The problem we face now that we frankly have never really had to face before in history is this-with modern technology you can keep someone going past when their body would have conked out, but at often a truly insane cost. So we as a people need to decide if things like aggressive cancer treatments for someone who is pushing 90 is really where we should be spending our limited resources. That isn't being cruel, or 'killing granny" which BTW happens everyday to those a lot younger than granny who don't have health insurance and literally 'can't afford to live', this is just common sense.

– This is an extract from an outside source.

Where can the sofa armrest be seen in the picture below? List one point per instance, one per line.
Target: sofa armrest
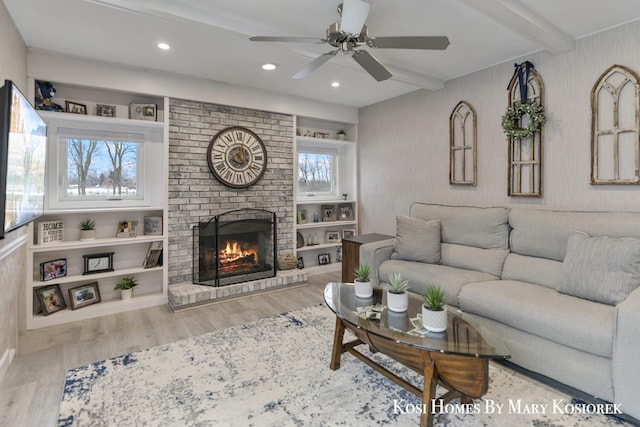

My mom spent nearly 40 years as a nurse and some of the horror stories of families who simply refused to face reality and let a loved one go even though they were well past the point of hope would break your heart and sometimes sicken your stomach. Ones like the 32 year old girl whose family demanded aggressive treatment for their daughter after her head hit a concrete divider at 65MPH+. My mom had to put towels around that poor woman's head because her brains were coming out of her ears, yet thanks to "modern technology" they kept her alive like that for nearly a month before her body finally followed her brain and died. I can't tell you how much that month cost, but I'm sure it was truly staggering. These are things that we as a people are gonna have to sit down and talk about, because modern tech can keep a human body going for a lot longer than nature would allow, and just because we can do so doesn't always mean we should do so, especially when there is absolutely no hope like in that girl's case.
So I honestly think all the hysteria and politics are getting in the way of an important conversation we as a people are long overdue in having. While I have no problem in helping pay for cancer treatment for some little girl or father of two with decades of life yet to live if they can be saved, spending crazy amounts of money on somebody pushing 90 or on those that are just so horribly mangled or messed up that short of act of God have no chance whatsoever seems like an obscene waste of resources that could better be spent on those that have a fighting chance. We have limited resources and despite our technology we just can't save everybody, and unfortunately our technology can give the appearance of hope where there is truly none to be had. We as a nation need to sit down and decide where these limited resources are spent. Again this isn't some evil plot to kill granny, this is just common sense.
ACs don't waste your time replying, your posts are never seen by me.